If the morning daily newspaper is an endangered species, then the evening paper shuffled off to extinction many years ago. Now Cowles Co., which owns The Spokesman-Review in Spokane, Washington, is bringing it back.

Not really, and I’ll get to that in a moment. But first a little background.

Evening papers were dominant back when factory work was the way that tens of millions of Americans made their living. You’d work from 7 a.m. to 3 p.m., come home and read the evening paper. Later, as we shifted to more of a white-collar, 9-to-5 culture, morning papers became the primary distribution vehicle for newspaper journalism. Evening papers faded away, and eventually few, if any, remained. The Boston Evening Globe, for instance, stopped publishing in 1979.
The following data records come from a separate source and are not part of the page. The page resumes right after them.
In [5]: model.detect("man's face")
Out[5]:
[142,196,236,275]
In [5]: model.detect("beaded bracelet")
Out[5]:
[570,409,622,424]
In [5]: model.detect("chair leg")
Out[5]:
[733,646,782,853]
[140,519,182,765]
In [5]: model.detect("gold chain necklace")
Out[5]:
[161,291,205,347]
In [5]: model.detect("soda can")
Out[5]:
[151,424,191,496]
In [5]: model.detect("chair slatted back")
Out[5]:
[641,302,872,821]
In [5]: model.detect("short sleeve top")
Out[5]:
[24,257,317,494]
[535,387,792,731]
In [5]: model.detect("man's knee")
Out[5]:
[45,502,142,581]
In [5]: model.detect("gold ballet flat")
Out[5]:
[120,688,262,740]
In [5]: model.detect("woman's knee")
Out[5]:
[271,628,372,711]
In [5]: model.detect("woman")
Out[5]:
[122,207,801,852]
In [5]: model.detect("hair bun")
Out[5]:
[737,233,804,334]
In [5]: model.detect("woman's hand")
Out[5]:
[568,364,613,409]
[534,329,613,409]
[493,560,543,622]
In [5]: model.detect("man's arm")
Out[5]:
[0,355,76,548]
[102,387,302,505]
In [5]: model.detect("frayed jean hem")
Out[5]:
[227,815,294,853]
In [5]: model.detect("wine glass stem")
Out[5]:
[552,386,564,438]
Today, of course, the news cycle is entirely different, with stories posted online around the clock, sometimes not to show up in print until days later — if ever.

Some of us, though, continue to like the day’s paper, whether online or in print. The daily paper represents a curated news report — the considered judgment of the editors as to what the day’s most important news is. Again, to use the Globe as an example, you can access a list of the stories in that day’s print edition (unfortunately, it seems that stuff always gets left out) or read the paper in the form of an e-edition — a PDF of that day’s paper that looks like the print edition. The Globe offers two versions, both so-so.

What The Spokesman-Review has done is revive its old evening paper, the Spokane Daily Chronicle, in the form of an e-edition that’s posted each afternoon. As reported by Kristen Hare of Poynter Online, the idea isn’t to compete with The Spokesman-Review, as it did back before the Chronicle folded in 1992 (even under common ownership); rather, it’s to boost the bottom line and give people who live in the Spokane area another reason to buy a digital subscription or keep the one they’ve already got.

“Our view is the e-edition is the gateway drug to our web presence for traditional readers,” publisher Stacey Cowles told Hare. “If they love it enough, it could help solve our huge manufacturing and distribution cost headache. But additional online pages have to be meaningful to make a difference. More stock listings don’t cut it.”

Added editor Rob Curley: “We were realists on this. It wasn’t about how are we going to make this a bigger pie, it was how are we going to hang on to the pie that we have when we know we’re going to continue to push subscription prices?”

If all this sounds retro, keep in mind that Curley is a pioneer in digital journalism, first at the Naples Daily News in Florida and, in the pre-Jeff Bezos age, at The Washington Post, where he presided over the launch of a digital-only local-news site in Loudoun County, Maryland. I met him in 2015 when I was researching my book “The Return of the Moguls” and Curley was editor of California’s Orange County Register under the ill-fated ownership of Aaron Kushner.

Print and print-like products continue to play an important part in keeping newspapers alive — as in Pittsfield, Massachusetts, where The Berkshire Eagle is actually buying a used printing press in order to boost is color capacity. Someday, newspapers may drop their print editions entirely, or go weekend-only. Until that day comes, though, it makes sense to serve the print-oriented readers who pay the bills.